Ali Dolatabadi, Professor and Concordia Research Chair- Tier I, Mechanical, Industrial and Aerospace Engineering

Dr. Dolatabadi is the Tier 1 Concordia University Research Chair Professor in Multiphase Flow and Thermal Spray.  He co-directs the Thermal Spray and Multiphase Flow Laboratory at Concordia University and has established research collaborations with a number of industry partners including Pratt & Whitney Canada, Bombardier Aerospace, Siemens Canada (formerly Rolls-Royce Canada) and Airbus. Dr. Dolatabadi is the recipient of Young Research Achievement Award, Faculty of Engineering and Computer Science, Concordia University in and NSERC-Discovery Accelerator Supplement (DAS). In 2010, he was elected Fellow of CSME and became a member of Provost’s Circle of Distinction. He served as the President of the Canadian Society for Mechanical Engineering (CSME) from 2014 to 2016. Dr. Dolatabadi is the recipient of the Faculty of Engineering and Computer Science Teaching Excellence Award, 2016-2017 and President’s Excellence in Teaching Award in 2018. Currently, he is the President-Elect of the Engineering Institute of Canada (EIC).

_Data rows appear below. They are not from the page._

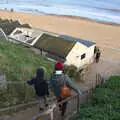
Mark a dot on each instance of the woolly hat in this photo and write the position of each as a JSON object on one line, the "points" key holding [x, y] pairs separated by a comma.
{"points": [[59, 65]]}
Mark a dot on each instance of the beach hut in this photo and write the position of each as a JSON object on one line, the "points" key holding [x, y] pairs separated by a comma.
{"points": [[70, 50]]}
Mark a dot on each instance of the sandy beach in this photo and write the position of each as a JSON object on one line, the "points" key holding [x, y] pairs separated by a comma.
{"points": [[106, 36], [102, 34]]}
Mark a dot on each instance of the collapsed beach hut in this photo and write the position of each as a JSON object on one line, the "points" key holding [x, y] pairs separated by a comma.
{"points": [[70, 50]]}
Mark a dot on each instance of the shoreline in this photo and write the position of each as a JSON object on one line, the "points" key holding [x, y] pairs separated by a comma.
{"points": [[84, 18], [101, 33], [67, 16]]}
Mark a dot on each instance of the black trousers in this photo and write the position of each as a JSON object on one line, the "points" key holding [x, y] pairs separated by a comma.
{"points": [[62, 106]]}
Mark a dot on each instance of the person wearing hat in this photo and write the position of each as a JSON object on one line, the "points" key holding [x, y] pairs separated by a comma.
{"points": [[58, 80]]}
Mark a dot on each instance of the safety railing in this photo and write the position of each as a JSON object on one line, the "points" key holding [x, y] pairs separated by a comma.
{"points": [[15, 95]]}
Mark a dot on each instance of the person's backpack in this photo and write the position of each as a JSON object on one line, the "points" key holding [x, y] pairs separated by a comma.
{"points": [[65, 91], [41, 88]]}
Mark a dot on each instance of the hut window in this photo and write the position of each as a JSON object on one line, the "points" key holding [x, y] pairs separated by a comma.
{"points": [[83, 56]]}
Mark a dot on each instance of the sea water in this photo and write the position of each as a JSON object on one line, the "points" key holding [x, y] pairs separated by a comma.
{"points": [[100, 10]]}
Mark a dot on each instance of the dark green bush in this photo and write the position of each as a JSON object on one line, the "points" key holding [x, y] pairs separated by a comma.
{"points": [[105, 103]]}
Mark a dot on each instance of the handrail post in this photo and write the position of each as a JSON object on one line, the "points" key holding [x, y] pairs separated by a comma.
{"points": [[78, 104]]}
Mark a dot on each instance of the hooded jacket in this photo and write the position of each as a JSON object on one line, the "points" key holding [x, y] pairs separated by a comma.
{"points": [[59, 79], [40, 85]]}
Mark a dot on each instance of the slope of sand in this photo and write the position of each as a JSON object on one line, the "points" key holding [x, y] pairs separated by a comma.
{"points": [[105, 35]]}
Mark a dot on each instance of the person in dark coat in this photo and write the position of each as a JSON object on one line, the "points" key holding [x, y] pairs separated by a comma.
{"points": [[57, 80], [40, 85]]}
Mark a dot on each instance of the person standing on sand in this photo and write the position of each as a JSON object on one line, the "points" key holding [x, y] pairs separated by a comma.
{"points": [[57, 81], [97, 57]]}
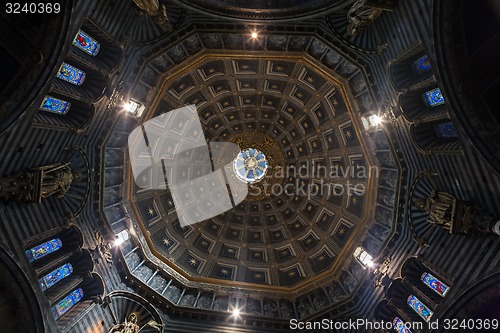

Alireza Rahimi , Researcher, Mechanical, Industrial and Aerospace Engineering

Alireza Rahimi is a mechanical designer and is currently working in an international consulting engineering firm, Mott MacDonald. He received his master’s degree in mechanical engineering from Concordia University in 2019 and his bachelor’s degree from Sharif University of Technology in 2017. His areas of expertise include thermal spray coatings, composite manufacturing, additive manufacturing, microfluidics, heat transfer, and BIM modeling.